Predicar en nombre de Dios es algo arriesgado y que aterra, Jesús lo sabe, por eso, urge a los discípulos a no tener miedo a los pequeños tropiezos, ni aquellos que solo pueden matar el cuerpo, Dios no les abandonará. Les recuerda que Dios siempre los tiene en cuenta y los acompaña en su misión. Los anima a ser valientes y audaces al proclamar la verdad sobre Dios y al confesar su creencia en Jesús ante los hombres.
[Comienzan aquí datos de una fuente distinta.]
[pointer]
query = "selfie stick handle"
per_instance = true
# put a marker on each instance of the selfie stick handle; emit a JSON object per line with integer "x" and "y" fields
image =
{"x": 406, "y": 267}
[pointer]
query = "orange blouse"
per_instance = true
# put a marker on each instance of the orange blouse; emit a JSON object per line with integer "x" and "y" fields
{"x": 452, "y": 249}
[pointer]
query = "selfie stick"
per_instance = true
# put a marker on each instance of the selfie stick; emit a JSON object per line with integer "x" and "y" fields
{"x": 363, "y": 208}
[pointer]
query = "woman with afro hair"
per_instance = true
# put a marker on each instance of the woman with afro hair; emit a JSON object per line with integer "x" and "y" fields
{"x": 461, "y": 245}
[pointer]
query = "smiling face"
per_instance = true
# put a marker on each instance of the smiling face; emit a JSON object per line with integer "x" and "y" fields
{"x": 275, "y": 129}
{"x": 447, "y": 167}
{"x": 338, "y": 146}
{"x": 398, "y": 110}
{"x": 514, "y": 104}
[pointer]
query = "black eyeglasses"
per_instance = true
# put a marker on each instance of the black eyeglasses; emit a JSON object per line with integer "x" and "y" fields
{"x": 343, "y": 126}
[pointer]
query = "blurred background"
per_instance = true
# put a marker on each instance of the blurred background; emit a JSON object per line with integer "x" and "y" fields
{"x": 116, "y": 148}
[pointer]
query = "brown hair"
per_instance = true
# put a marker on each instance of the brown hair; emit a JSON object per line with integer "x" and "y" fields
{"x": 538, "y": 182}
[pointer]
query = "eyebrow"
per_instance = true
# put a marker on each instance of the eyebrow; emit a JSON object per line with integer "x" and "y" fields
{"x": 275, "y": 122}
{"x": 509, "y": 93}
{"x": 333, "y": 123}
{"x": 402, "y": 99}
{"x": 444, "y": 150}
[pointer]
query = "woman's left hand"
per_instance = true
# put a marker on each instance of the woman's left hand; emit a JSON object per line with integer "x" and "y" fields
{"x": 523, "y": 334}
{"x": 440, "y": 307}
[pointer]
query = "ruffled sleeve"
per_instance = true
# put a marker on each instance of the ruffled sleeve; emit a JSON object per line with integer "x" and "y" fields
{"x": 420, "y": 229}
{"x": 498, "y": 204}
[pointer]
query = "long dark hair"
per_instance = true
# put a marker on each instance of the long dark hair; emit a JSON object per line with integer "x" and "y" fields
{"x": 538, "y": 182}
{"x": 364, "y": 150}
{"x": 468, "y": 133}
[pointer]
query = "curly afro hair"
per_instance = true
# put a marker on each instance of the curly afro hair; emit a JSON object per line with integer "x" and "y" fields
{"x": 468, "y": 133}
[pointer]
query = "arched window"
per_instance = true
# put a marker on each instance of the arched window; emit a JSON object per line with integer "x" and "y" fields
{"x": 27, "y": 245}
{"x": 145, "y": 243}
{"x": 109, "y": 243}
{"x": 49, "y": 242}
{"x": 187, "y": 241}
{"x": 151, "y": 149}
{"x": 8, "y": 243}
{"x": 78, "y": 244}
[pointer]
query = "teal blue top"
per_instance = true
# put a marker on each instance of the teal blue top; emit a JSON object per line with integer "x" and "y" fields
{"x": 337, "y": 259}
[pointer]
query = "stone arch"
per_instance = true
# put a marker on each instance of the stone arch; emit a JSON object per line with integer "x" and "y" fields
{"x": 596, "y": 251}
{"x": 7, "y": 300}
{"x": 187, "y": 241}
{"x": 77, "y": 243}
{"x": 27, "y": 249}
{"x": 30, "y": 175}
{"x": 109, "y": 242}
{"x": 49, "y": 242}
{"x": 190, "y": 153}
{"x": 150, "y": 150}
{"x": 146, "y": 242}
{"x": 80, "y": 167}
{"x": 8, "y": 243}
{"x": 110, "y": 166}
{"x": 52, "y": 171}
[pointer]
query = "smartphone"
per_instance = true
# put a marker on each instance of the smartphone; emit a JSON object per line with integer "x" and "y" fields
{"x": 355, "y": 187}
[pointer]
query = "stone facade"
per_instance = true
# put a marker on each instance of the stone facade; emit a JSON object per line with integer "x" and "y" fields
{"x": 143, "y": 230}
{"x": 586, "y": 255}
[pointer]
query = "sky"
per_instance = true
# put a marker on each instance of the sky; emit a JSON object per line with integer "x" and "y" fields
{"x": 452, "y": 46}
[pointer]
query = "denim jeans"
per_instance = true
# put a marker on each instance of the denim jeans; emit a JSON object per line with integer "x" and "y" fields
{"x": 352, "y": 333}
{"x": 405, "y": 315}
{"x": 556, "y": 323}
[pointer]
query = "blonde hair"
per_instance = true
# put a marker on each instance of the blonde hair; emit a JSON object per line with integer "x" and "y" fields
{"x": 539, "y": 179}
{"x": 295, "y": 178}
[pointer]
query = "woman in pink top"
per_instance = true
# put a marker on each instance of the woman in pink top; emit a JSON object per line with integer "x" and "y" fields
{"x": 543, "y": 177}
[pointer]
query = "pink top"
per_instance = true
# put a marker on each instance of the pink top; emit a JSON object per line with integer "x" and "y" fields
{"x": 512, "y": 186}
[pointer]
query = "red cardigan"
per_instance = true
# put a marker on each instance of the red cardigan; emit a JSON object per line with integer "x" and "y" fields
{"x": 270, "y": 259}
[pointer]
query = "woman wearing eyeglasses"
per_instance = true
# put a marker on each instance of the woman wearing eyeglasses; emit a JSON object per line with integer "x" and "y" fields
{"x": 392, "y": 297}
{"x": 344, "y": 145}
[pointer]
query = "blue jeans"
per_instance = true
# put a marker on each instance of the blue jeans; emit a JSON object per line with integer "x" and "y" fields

Los oyentes de Mateo, como Jesús, Jeremías y los discípulos sabían todo acerca de la persecución y el rechazo. Su interrogante también es la nuestra: si permitimos que el miedo nos silencie, ¿cómo se escucharán las Buenas Nuevas de Jesucristo en el mundo? Si no hablamos, ¿quién lo hará? Si no actuamos, ¿quién lo hará?
En realidad, no se trata tanto de hablarle a la gente y citarle continuamente la Biblia. Como dijo San Francisco de Asís: ‘Predica el Evangelio en todo momento y cuando sea necesario utiliza las palabras’.